Aber krank wurde Sidonia. Rückenschmerzen. Sie schaffte ihr Examen mit einem starren Lächeln und einer steifen Haltung, welche ganz und gar nicht zu der Taucherin passt, die sich unter Wasser bewegte wie die kleine Seejungfrau. Karl war betroffen. „Du kannst doch nicht immer Pillen einwerfen!“ sagte er. „Lass dich endlich richtig untersuchen!“
Sidonia ging zum Orthopäden. Der vermutete einen Bandscheibenvorfall. Genaueres wisse man erst nach einem Kernspintomogramm. Diagnosemethode der Wahl. So legte sich Sidonia in die Röhre. Die Bilder seien eindeutig, sagte der Radiologe. Bandscheibenvorfall zwischen C 7 und C 8. Verengter Rückenmarkskanal. Gequetschte Nerven. Sie könne Schmerzmittel schlucken und sich den Magen verderben, oder sich operieren lassen. Das sei die Methode der Wahl. Er kenne einen Operateur.
Sidonia stimmte zu. Genau genommen war es ihr egal. Karl wollte, dass sie wieder in die Arbeit ging. Das war wohl das Beste. Keine Kinder. Vielleicht vernünftiger so, sie hatte allerhand Röntgenstrahlen abbekommen während der Zeit in der Notaufnahme in Neapel. Karl liebte sie, er musste sie doch lieben. Er war so besorgt, ist das nicht wichtiger als Sex?

Sidonia wurde operiert, von einem Spezialisten für Neurochirurgie, der jeden einzelnen Schritt der OP per Video festhielt. Nachher trat er an ihr Bett und versicherte, die OP sei ausgezeichnet verlaufen. In zwei Wochen sei sie beschwerdefrei.

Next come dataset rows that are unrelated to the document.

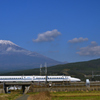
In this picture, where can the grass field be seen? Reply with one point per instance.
(76, 95)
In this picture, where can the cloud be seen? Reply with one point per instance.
(78, 40)
(91, 50)
(10, 49)
(47, 36)
(54, 51)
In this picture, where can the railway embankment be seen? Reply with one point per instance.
(94, 86)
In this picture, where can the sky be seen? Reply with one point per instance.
(64, 30)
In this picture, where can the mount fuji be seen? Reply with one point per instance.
(13, 57)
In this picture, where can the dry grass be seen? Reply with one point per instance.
(3, 98)
(40, 96)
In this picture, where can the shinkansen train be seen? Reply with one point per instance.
(38, 78)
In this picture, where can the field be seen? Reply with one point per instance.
(75, 95)
(10, 96)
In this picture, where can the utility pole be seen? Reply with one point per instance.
(45, 72)
(40, 69)
(92, 75)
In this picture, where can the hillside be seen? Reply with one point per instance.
(14, 57)
(78, 69)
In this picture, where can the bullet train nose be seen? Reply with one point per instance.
(75, 79)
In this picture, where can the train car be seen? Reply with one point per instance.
(38, 78)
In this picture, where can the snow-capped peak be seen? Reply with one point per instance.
(6, 42)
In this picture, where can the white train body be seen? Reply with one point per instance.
(37, 79)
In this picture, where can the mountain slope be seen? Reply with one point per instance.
(13, 57)
(78, 69)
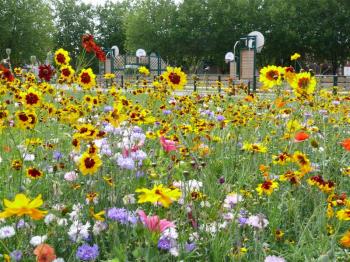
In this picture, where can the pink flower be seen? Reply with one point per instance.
(168, 145)
(153, 223)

Die Schnitte verheilten gut, aber Sidonias Schmerzen wurden nach der Operation schlimmer als zuvor. Sie war ohne hohe Dosen Schmerzmittel nicht mehr arbeitsfähig – und mit ihnen fürchtete sie, nicht gut genug zu sein für neue Aufgaben als Fachärztin. Sie ging wieder zu dem Spezialisten, der sie operiert hatte. Dieser verordnete erneut eine Kernspinuntersuchung und ging mit ihr die Bilder durch. Sie sah, wo die lädierte Bandscheibe gesessen hatte. Er erklärte ihr genau, wie gut der Befund nach dem Eingriff aussah. Aus seiner Sicht sei die Operation perfekt gelungen, daran halte er fest. Wenn sie noch Schmerzen habe, sei er als Chirurg nicht mehr zuständig, das müsse eine andere Ursache haben. Er empfehle eine auf orthopädische Rehabilitation spezialisierte Klinik; der Chefarzt sei der einzige ihm bekannte Orthopäde, der auch eine Ausbildung in Psychotherapie habe.